駱志遠沒有拒絕,一個個耐心應對,臨場鍼灸了三人,頗有療效。
不管怎麼說,他的鍼灸手法在這些學習鍼灸推拿的學生看來非常玄妙,帶有藝術的律動和美感,引起了很多人的強烈興趣。儘管臺下的王琳娜冷眼旁觀,但其實別的學生已經認可了駱志遠的“學術”和“專業”水準。
王琳娜與胡林交換了一個眼神。
胡林壓低聲音道:“娜娜,看這架勢,他應該是略通鍼灸和醫術,不過,言過其實了。同時,他的鍼灸手法太花哨,一看就是華而不實。”
王琳娜點點頭輕輕道:“是啊,胡叔叔,以他這種年紀,就算是自幼學醫,臨牀經驗也很欠缺。所謂神醫,辦成是吹出來的——或者,就是他靠各種手段炒作出來的吧。”
從常人和常理的角度出發,王琳娜的懷疑不是沒有道理。但奈何駱志遠就不是常人,而中醫高手大多在民間,真正寶貴的中醫傳承大多秘而不宣,王琳娜的爺爺王守一固然名氣很大,德高望重,但實際上要真論起醫術水平,要比駱志遠的外公穆景山差得太遠。
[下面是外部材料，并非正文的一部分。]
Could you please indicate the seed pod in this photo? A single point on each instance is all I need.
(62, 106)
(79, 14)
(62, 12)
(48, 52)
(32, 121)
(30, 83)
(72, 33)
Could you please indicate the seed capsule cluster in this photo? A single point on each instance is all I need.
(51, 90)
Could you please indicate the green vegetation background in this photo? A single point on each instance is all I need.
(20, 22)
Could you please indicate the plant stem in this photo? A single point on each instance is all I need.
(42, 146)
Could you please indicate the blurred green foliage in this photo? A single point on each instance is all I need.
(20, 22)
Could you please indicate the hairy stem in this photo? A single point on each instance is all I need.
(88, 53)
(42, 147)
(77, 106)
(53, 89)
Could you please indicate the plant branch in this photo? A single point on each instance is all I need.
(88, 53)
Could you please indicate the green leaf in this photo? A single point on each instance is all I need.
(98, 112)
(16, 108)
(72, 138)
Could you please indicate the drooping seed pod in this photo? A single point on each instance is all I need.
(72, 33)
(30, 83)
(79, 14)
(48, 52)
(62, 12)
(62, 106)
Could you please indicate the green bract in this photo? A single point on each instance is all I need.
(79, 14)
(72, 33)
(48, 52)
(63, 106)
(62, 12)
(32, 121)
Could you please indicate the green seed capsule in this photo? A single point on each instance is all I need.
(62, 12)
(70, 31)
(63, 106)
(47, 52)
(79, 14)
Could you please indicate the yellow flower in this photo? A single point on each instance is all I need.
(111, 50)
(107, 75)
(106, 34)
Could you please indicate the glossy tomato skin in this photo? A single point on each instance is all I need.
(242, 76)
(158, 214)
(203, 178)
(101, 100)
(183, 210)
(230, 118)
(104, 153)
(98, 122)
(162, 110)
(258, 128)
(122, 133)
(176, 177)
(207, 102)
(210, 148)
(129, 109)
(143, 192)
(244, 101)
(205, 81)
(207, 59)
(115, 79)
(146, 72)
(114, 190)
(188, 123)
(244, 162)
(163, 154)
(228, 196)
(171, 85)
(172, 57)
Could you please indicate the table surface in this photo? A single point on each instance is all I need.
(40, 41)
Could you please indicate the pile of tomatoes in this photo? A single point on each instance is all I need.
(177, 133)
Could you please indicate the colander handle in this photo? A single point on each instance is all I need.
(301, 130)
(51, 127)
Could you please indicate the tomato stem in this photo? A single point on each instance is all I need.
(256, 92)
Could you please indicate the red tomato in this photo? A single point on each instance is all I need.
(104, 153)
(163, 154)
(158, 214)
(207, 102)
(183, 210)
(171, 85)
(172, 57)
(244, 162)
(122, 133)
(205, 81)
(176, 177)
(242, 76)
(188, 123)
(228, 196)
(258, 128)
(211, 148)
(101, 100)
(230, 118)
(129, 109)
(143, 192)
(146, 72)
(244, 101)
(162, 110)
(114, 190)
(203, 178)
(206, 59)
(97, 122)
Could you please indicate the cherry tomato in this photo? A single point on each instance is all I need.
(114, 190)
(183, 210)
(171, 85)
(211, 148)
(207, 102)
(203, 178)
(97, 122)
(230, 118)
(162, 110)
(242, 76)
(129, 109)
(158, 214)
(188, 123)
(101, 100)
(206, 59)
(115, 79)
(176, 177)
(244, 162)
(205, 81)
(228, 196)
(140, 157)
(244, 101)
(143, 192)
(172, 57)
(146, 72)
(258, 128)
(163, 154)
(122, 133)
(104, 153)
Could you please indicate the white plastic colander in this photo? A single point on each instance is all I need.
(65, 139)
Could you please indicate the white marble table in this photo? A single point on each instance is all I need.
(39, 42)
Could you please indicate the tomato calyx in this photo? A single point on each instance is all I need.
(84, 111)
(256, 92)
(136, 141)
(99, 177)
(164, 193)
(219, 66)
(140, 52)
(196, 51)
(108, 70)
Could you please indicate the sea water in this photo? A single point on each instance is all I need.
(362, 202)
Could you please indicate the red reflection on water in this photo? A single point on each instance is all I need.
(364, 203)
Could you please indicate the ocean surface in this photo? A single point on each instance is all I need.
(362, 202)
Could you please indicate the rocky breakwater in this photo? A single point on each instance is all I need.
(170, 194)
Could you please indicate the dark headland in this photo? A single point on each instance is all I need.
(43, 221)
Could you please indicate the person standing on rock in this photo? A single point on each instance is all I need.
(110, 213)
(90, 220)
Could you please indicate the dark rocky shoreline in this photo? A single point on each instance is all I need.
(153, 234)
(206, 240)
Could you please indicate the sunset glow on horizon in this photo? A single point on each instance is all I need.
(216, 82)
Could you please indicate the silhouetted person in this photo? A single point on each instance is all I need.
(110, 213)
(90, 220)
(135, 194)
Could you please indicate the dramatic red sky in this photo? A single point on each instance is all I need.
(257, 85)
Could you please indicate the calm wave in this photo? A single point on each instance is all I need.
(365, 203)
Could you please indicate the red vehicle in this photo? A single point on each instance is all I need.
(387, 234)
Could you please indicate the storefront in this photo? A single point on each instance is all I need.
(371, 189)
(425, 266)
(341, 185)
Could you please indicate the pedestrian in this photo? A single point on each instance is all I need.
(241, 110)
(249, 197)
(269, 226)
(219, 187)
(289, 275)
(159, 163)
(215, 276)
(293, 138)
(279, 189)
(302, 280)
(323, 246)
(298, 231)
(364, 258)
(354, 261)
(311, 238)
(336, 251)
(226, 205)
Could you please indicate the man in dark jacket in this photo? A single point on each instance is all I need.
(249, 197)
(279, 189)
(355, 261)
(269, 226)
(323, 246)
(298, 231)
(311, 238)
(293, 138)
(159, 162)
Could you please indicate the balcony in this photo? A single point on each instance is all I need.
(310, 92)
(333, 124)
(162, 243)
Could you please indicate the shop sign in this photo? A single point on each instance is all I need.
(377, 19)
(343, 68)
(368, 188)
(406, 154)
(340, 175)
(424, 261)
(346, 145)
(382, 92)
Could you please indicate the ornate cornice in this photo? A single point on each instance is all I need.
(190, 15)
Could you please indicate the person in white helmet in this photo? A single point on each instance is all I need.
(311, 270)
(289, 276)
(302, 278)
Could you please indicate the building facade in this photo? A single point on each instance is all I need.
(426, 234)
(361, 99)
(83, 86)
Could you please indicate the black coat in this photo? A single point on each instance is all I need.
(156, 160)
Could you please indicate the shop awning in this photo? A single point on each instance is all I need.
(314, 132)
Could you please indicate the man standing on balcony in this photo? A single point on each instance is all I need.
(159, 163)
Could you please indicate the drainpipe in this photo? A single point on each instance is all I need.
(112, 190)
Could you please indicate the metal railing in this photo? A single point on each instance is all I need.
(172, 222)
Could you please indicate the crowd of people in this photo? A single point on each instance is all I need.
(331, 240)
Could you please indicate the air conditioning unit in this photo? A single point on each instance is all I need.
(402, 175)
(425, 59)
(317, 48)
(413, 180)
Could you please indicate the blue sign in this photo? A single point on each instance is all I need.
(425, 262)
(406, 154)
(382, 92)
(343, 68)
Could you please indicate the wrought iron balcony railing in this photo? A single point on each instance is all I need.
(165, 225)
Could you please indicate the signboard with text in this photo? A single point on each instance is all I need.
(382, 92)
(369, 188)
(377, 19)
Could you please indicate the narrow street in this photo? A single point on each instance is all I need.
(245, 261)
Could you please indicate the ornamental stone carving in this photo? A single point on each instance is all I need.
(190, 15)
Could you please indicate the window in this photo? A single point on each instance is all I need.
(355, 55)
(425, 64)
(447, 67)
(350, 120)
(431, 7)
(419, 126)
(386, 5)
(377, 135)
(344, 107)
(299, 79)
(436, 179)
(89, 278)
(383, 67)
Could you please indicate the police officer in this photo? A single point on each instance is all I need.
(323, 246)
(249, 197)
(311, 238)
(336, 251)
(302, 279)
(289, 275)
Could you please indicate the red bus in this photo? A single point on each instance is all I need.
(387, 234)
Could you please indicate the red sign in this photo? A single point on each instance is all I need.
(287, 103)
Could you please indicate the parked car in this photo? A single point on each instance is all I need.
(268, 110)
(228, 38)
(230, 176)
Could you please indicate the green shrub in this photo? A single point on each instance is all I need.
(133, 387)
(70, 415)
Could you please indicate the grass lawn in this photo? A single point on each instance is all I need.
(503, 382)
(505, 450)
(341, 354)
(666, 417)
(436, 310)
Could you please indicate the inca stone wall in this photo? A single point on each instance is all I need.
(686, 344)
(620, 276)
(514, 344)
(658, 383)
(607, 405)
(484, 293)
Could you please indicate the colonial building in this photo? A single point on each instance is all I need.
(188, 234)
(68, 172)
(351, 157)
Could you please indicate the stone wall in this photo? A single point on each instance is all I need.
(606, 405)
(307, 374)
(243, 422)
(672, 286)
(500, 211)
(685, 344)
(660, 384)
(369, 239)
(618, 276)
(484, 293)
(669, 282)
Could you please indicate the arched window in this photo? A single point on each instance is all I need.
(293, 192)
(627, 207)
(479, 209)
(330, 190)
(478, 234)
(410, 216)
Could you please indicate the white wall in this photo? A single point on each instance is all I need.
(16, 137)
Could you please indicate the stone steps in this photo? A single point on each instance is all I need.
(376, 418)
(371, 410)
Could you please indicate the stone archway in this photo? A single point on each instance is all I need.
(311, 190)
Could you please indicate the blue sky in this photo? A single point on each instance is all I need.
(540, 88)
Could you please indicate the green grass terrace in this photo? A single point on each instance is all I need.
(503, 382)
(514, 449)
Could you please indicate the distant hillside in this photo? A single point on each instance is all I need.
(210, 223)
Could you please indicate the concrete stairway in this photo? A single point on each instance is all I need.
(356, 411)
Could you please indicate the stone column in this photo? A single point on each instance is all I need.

而王守一所獲的這一脈傳承,與穆氏數百年的祖傳體系,更不是一個檔次。
中醫講究傳承,也講究起點。駱志遠的起點本身就高,再加上他兩世爲人,經驗和判斷力早已超出了他的年紀和閱歷。
胡林望着臺上被一羣學生包圍起來的駱志遠,眉梢一挑:“我得跟學校領導反映一下,他這種沒有經過專業訓練和權威檢驗的半吊子,連個執業資格證都沒有,來學校開講座豈不是誤人子弟?”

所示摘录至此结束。